The majority cases of pertussis (whooping cough) in the U.S. occur in susceptible infants under 3 months of age. Vaccination against pertussis is safe and indicated during every pregnancy, at 27–36 weeks’ gestation, and protects both the woman and her newborn. 

Diagnosis/definition: Pertussis is a respiratory bacterial infection, typically associated with paroxysmal coughing that may continue for weeks. Potential complications in infants with pertussis include apnea, pneumonia, encephalopathy, and death. The majority of pertussis cases reported in the United States, specifically hospitalizations and deaths related to this infection, occur in infants aged <3 months, who are below the 2-month-old age limit for pertussis vaccination under current national guidelines.


Epidemiology/Incidence: Since 2004, an average annual rate of approximately 3000 infant pertussis cases per year, with more than 19 deaths per year, has been reported to the National Notifiable Diseases Surveillance System, with significant outbreaks initially reported in California and Washington State.
Risk factors/associations: The majority of newborns who contract pertussis acquire the disease from immediate family members, including their mothers. Vaccination against pertussis in family members and other caregivers of newborns is a primary strategy to provide protection in this vulnerable period.

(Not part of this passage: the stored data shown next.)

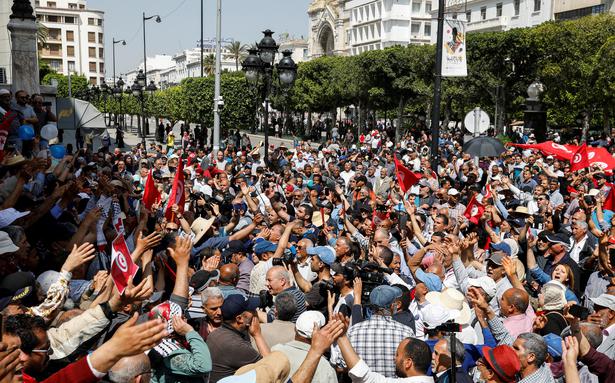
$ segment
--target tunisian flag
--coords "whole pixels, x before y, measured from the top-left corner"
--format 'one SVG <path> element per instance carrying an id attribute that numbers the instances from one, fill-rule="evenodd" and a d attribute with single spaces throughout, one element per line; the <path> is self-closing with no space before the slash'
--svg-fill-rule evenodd
<path id="1" fill-rule="evenodd" d="M 468 207 L 466 207 L 466 211 L 463 213 L 463 216 L 475 225 L 478 224 L 478 220 L 485 212 L 485 207 L 482 203 L 476 200 L 476 196 L 477 194 L 474 194 L 472 196 L 470 202 L 468 202 Z"/>
<path id="2" fill-rule="evenodd" d="M 128 279 L 134 277 L 139 266 L 130 258 L 130 251 L 126 246 L 123 235 L 118 235 L 111 243 L 111 278 L 120 295 L 128 286 Z"/>
<path id="3" fill-rule="evenodd" d="M 574 153 L 570 159 L 570 171 L 576 172 L 577 170 L 585 169 L 589 167 L 589 159 L 587 158 L 587 145 L 584 143 L 579 146 L 579 149 Z"/>
<path id="4" fill-rule="evenodd" d="M 147 181 L 145 182 L 145 190 L 143 190 L 143 206 L 150 210 L 154 203 L 160 202 L 161 198 L 160 192 L 154 184 L 153 172 L 150 169 Z"/>
<path id="5" fill-rule="evenodd" d="M 177 205 L 180 213 L 184 212 L 184 205 L 186 204 L 186 194 L 184 193 L 184 162 L 180 159 L 177 165 L 177 172 L 175 173 L 175 179 L 173 180 L 173 188 L 171 189 L 171 195 L 169 196 L 169 202 L 167 203 L 167 209 L 164 212 L 164 216 L 167 221 L 173 221 L 173 211 L 171 207 Z"/>
<path id="6" fill-rule="evenodd" d="M 412 185 L 419 182 L 421 176 L 413 173 L 399 162 L 397 156 L 393 157 L 395 160 L 395 175 L 397 176 L 397 181 L 399 182 L 399 187 L 401 191 L 406 194 L 406 192 L 412 187 Z"/>
<path id="7" fill-rule="evenodd" d="M 605 185 L 610 189 L 609 194 L 607 194 L 604 199 L 604 206 L 602 208 L 605 210 L 615 211 L 615 184 L 607 182 Z"/>

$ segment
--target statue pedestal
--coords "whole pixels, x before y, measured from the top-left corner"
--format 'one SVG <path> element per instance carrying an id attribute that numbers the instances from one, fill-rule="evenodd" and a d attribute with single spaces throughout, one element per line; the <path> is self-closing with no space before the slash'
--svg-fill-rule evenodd
<path id="1" fill-rule="evenodd" d="M 38 55 L 36 45 L 36 22 L 32 19 L 11 19 L 12 91 L 25 90 L 29 94 L 40 93 Z"/>

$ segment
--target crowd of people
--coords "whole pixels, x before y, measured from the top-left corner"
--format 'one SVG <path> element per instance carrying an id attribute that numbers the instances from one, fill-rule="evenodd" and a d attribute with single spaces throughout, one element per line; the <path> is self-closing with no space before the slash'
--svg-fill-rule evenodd
<path id="1" fill-rule="evenodd" d="M 453 133 L 433 168 L 421 131 L 56 158 L 13 128 L 23 93 L 0 382 L 615 382 L 609 169 Z"/>

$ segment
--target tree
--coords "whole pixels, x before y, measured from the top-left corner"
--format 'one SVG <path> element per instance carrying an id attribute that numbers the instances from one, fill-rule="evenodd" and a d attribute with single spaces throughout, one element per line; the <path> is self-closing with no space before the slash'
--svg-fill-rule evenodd
<path id="1" fill-rule="evenodd" d="M 232 43 L 226 46 L 229 53 L 233 56 L 235 60 L 235 70 L 239 70 L 239 61 L 243 60 L 246 53 L 246 45 L 242 44 L 240 41 L 233 41 Z"/>
<path id="2" fill-rule="evenodd" d="M 43 77 L 43 84 L 51 85 L 51 80 L 58 81 L 58 97 L 68 97 L 68 77 L 60 73 L 48 73 Z M 71 93 L 73 97 L 79 94 L 85 94 L 88 90 L 88 79 L 83 75 L 71 75 Z"/>
<path id="3" fill-rule="evenodd" d="M 216 56 L 213 53 L 208 54 L 203 58 L 203 73 L 205 76 L 211 76 L 216 72 Z"/>

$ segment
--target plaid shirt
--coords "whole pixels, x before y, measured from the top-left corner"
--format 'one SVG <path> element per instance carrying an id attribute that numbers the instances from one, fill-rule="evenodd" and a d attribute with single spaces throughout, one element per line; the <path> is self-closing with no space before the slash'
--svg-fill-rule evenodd
<path id="1" fill-rule="evenodd" d="M 515 340 L 510 336 L 506 327 L 504 327 L 504 322 L 502 322 L 500 317 L 496 316 L 489 320 L 489 328 L 491 329 L 493 337 L 498 342 L 498 345 L 506 344 L 512 347 Z M 533 374 L 519 380 L 519 383 L 555 383 L 555 380 L 553 380 L 551 369 L 543 363 Z"/>
<path id="2" fill-rule="evenodd" d="M 373 315 L 348 329 L 348 339 L 370 369 L 386 377 L 395 377 L 395 351 L 402 340 L 414 337 L 414 331 L 390 316 Z"/>

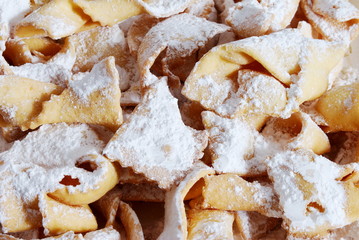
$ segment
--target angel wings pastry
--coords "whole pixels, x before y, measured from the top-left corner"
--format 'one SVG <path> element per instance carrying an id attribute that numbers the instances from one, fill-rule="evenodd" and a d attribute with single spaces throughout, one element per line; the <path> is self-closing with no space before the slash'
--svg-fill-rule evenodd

Complications: Tdap is an inactivated vaccine and safe during pregnancy. The pertussis antigen component is purified from the B. pertussis bacterium and then inactivated. There are no live bacteria in the vaccine, and it cannot cause pertussis in a vaccinated child or adult. Prevention: Maternal immunization against pertussis during pregnancy allows transplacental passage of maternal antibodies to the fetus, providing neonatal coverage until the infancy vaccine series against pertussis can begin. These specific antibodies confer protection and modify the severity of pertussis in infants. 

Prenatal Management: Antibody levels after Tdap vaccination peak after several weeks, followed by a decline over several months. Vaccination is suggested during the third trimester, ideally close to 30 weeks’ gestation (preferably during weeks 27–36), when active transport of antibodies becomes most efficient. Vaccination later in the third trimester may not allow the minimum of 2 weeks that is required to mount a maximal antibody response. In addition, because of the waning of maternal antibody levels after pregnancy, revaccination with Tdap for neonatal benefit is now recommended with every pregnancy.